E di minuti, in realtà, la nuova commedia di Michela Andreozzi, Genitori vs influencer, dura ben di più, un’ora e mezza ma poco importa, perché, si, è vero, si tratta del “solito” conflitto generazionale visto decine di volte (come dimenticare Sconnessi, Figli?), della “solita” prosopopea macchiettistica (c’è pure il salotto di Rai uno, Frassica in testa come vicino di casa) del “solito” rapporto tra la generazione Z coi social; eppure, c’è qualcosa in questo film che convince e tutto sommato restituisce, al termine, giunti ai titoli di coda con la classica riappacificazione buonista quella sensazione, appunto di leggerezza, necessaria oggigiorno.

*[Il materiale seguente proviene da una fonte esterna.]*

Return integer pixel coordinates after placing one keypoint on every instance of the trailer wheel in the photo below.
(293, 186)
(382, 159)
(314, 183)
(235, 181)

Fabio Volo interpreta un personaggio ancorato al passato (buffo ma così), tal professor Martinelli, vedovo con un figlia a cui badare (Ginevra Francesconi) la quale, crescendo, manifesta sempre più quell’assoluta dipendenza dai social tale da spingerla al desiderio di diventare influencer allo scopo di emulare il suo mito, Ele-O-Nora, interpretata da una ottima Giulia De Lellis che influencer di successo lo è davvero.
Il padre che chiaramente, da boomer (per usare un termine di moda oggigiorno), mal comprende questa “ansia” da cellulare della giovane figlia, un meccanismo psicologico di un like e hashtag a lui alieno, si scontra con la logica vanesia ma chiaramente speculatrice di chi, con questi video ci vive. E anche bene. Ecco quindi che nello scontro, che via via diviene confronto tra due modi di intendere i social, palestra di visi, sguardi, adolescenti e video, chat e dialoghi su hater, insomma, mare magnum di frustrazioni represse che oggigiorno divengono proprio per dirla alla Bauman “liquide”, prive di fondamento ben costituito su cui definire una chiara visione di esistenza futura e la dubbia resistenza di Martinelli che rimarrà invischiato nell’oscura trama sempre più, l’identità diviene costrutto astratto, avatar di una soddisfazione genitoriale da cui si esige più libertà ma al tempo stesso, da cui vorrebbe una maggiore presenza autoriale.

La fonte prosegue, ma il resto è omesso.